The care conversations during rounds resembled those we have in the States, but required some local contextualization and consideration of what to do in the absence of resources. One morning, we discussed a septic patient who had been referred after a complicated jejunostomy. She had a frozen abdomen and there was no way to surgically treat the infection; antibiotics were continued. More pressing was that she was wasting in front of us. Her care team requested TPN (total parenteral nutrition), but the IV formula often takes weeks to materialize from the government stock. A long conversation followed regarding a creative substitute to TPN, with some even offering to make it.

CALL TO ACTION

Local differences in surgical approaches and resources are finally garnering the attention of the global health field. In a 2015 article in the World Journal of Surgery, Charlie Mock, MPH PhD ’77 MD’80 RES’88, a professor of global health and of surgery at the University of Washington, highlights the importance of understanding these differences. Worldwide, he writes, upwards of 5 billion people do not have access to safe, affordable surgical and anesthesia care when needed; only 6 percent of the surgeries done each year are performed in the world’s poorest countries. Emphasis should be placed on “surgical care that addresses conditions that have very large health burdens and for which there are surgical procedures (and related care) that are highly cost effective and that are feasible to promote globally,” such as complications of pregnancy, injury, surgical emergencies, and congenital anomalies.

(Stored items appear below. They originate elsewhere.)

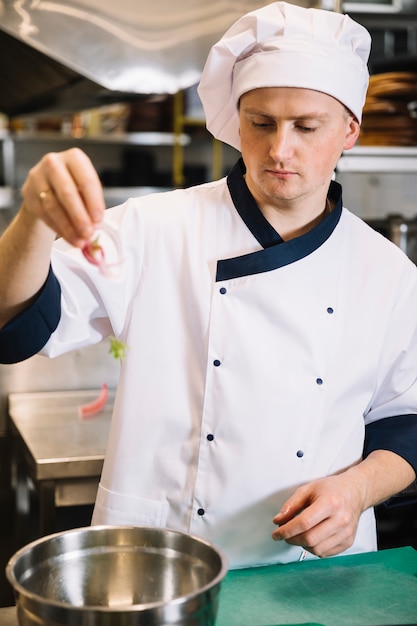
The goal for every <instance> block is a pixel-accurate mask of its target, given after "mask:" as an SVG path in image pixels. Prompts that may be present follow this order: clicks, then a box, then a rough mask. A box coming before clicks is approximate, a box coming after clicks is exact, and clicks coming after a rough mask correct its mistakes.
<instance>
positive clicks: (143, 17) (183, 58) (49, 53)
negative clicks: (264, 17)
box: [0, 0, 340, 117]
mask: <svg viewBox="0 0 417 626" xmlns="http://www.w3.org/2000/svg"><path fill="white" fill-rule="evenodd" d="M290 1H292V2H293V3H294V4H299V5H301V6H321V7H322V8H328V9H331V10H333V9H335V10H337V9H336V7H337V6H339V5H340V0H290ZM264 4H265V0H209V1H207V0H177V1H173V0H0V55H1V56H0V58H1V59H2V63H1V66H0V84H1V85H2V89H1V91H0V112H3V113H6V114H7V115H9V116H10V117H14V116H18V115H22V114H30V113H36V112H38V111H51V110H54V111H57V110H58V111H65V110H66V111H74V110H79V109H82V108H89V107H92V106H98V105H100V104H107V103H109V102H114V101H120V100H124V101H126V100H128V99H129V98H140V97H141V96H144V95H148V94H168V93H175V92H177V91H179V90H181V89H185V88H187V87H189V86H191V85H193V84H195V83H197V82H198V80H199V78H200V75H201V71H202V69H203V66H204V63H205V60H206V57H207V54H208V51H209V49H210V47H211V46H212V45H213V43H215V41H217V39H218V38H219V37H220V36H221V35H222V34H223V33H224V32H225V30H226V29H227V28H228V27H229V26H230V25H231V24H232V23H233V22H234V21H235V20H236V19H237V18H238V17H240V16H241V15H243V14H244V13H246V12H248V11H251V10H253V9H256V8H258V7H260V6H263V5H264Z"/></svg>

Mock also quotes a resolution by the World Health Assembly to strengthen emergency and essential surgical care and anesthesia. The resolution seeks to “raise awareness of cost-effective options to reduce morbidity, mortality […] through improved organization and planning of provision of anesthesia and surgical care that is appropriate for resource constrained countries,” he writes. Both the number of specialists and the surgical volume need to increase; in so doing, the perioperative mortality rate will decline. Global surgery now has an agenda.

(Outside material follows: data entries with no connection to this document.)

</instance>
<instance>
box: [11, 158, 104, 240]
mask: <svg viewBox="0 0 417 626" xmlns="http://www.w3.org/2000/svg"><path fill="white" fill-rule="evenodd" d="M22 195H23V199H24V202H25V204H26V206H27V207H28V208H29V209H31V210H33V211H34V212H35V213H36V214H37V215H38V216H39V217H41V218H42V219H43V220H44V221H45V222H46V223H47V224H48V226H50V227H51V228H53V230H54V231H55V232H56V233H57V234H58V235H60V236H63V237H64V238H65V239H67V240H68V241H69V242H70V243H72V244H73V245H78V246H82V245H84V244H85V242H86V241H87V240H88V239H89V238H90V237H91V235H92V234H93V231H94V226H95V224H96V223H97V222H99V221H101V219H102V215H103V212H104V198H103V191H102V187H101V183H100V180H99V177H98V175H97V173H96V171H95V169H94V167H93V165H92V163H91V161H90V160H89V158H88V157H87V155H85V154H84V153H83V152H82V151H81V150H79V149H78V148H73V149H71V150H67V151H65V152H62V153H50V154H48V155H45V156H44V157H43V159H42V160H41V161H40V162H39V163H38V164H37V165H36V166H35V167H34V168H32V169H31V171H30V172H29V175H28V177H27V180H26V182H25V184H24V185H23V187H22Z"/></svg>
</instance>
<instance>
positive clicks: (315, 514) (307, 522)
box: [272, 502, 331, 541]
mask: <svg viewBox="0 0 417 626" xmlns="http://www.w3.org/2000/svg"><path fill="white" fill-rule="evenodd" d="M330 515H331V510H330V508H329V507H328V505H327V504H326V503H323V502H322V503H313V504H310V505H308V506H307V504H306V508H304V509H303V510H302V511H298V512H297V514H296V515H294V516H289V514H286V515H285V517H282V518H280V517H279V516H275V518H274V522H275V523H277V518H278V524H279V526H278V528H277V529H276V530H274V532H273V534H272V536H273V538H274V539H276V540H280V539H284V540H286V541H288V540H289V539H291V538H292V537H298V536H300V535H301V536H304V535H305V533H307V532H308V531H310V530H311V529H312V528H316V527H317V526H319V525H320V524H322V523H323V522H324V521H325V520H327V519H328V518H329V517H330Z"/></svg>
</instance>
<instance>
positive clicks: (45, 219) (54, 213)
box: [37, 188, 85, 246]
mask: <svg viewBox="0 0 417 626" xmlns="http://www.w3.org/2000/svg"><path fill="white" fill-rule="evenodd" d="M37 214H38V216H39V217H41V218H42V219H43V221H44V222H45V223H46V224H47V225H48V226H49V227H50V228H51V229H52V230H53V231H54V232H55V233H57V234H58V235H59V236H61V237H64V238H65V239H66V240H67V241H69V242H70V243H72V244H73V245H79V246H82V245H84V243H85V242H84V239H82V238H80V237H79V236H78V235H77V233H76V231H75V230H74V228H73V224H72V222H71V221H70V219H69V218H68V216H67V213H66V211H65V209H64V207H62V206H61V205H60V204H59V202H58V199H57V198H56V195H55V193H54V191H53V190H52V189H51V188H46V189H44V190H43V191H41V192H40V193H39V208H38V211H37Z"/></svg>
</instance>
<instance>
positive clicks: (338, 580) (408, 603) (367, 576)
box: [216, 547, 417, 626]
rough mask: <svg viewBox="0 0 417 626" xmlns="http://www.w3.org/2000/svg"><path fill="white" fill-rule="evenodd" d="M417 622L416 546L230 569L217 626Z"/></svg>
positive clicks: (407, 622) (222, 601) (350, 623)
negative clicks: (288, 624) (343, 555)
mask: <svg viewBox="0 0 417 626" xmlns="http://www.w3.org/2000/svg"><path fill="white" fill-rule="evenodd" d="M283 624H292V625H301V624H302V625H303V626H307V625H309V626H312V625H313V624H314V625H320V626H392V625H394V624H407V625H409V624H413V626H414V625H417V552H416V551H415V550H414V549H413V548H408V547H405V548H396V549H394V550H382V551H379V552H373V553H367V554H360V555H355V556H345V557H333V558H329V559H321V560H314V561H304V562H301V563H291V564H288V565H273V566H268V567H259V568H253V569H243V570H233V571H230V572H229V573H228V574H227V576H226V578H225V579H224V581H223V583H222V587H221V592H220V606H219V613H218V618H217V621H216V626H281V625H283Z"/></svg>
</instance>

In Nicaragua, I saw firsthand why making surgery a main focus of global health is of utmost importance. Our patients ranged from law enforcement agents needing endoscopic diagnosis of H. pylori, to people with end-stage pancreatic cancer seeking surgical intervention or hospice care in the private sector, to shooting and stabbing victims who had no insurance or ability to pay. In each instance, and to varying degrees, physicians asked: what OR or endoscopic suite space is available? What personnel are in place to perform the surgery? Are there enough anesthesiologists? What anesthetic medications are available? We rarely have to ask these questions in Rhode Island; we take for granted that these basic surgical needs are met and care conversations proceed from there. In an increasingly globalized world, and with calls for greater global equity in surgical care, surgical training and practice must consider the nuances of time and place.

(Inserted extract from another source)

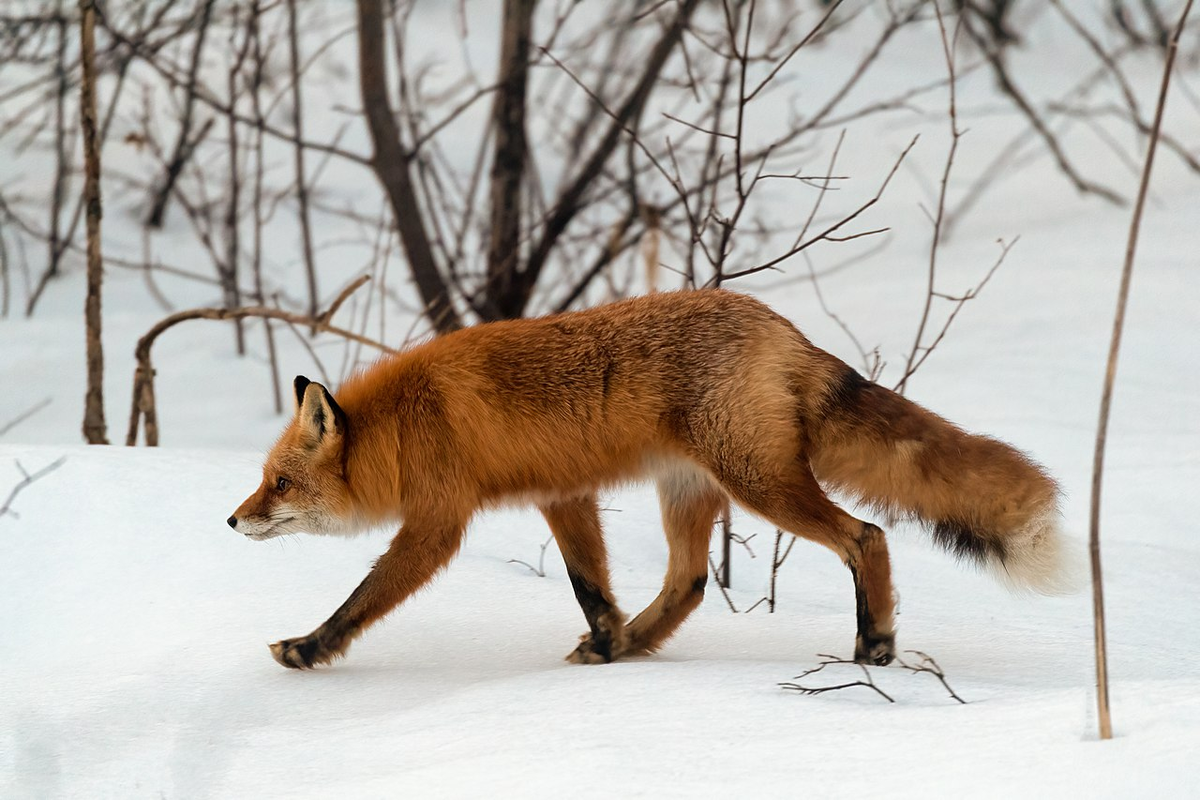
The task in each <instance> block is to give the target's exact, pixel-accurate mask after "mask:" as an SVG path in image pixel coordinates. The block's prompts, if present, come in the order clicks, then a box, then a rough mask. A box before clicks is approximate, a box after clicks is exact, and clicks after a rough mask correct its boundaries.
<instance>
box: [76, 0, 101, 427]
mask: <svg viewBox="0 0 1200 800" xmlns="http://www.w3.org/2000/svg"><path fill="white" fill-rule="evenodd" d="M79 11H80V12H82V14H83V16H82V18H80V20H79V41H80V60H82V62H83V83H82V84H80V102H79V107H80V114H79V119H80V127H82V130H83V157H84V190H83V191H84V198H85V201H86V205H88V217H86V218H88V299H86V302H85V305H84V314H85V317H86V324H88V393H86V396H85V401H84V415H83V435H84V438H86V440H88V444H91V445H107V444H108V435H107V429H106V428H107V426H106V425H104V349H103V343H102V342H101V337H100V323H101V313H100V309H101V305H100V290H101V284H102V282H103V271H102V270H103V266H102V263H101V257H100V217H101V206H100V148H98V146H97V137H96V64H95V61H96V7H95V0H79Z"/></svg>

But awareness isn’t enough. Mock writes that, unless physicians respond to the global call to action to increase access to surgical care, all of the studies are at “risk of becoming academic exercises and wasted effort.” My background in medical anthropology and qualitative research teaches me that individual stories speak volumes and inform statistics. My clinical training illustrates the breadth and depth of potential that physicians have to enhance standards of existence. As I figure out my path in medicine, of one thing I am sure: I have the obligation and privilege to take the stories I have heard and translate my knowledge into action. Be it as a surgeon in the OR, an emergency physician working to stabilize and triage patients from the field, or an internist managing patients with a surgical history, I will combine this call to action with local resources and knowledge endemic to place to help these academic exercises impact global health.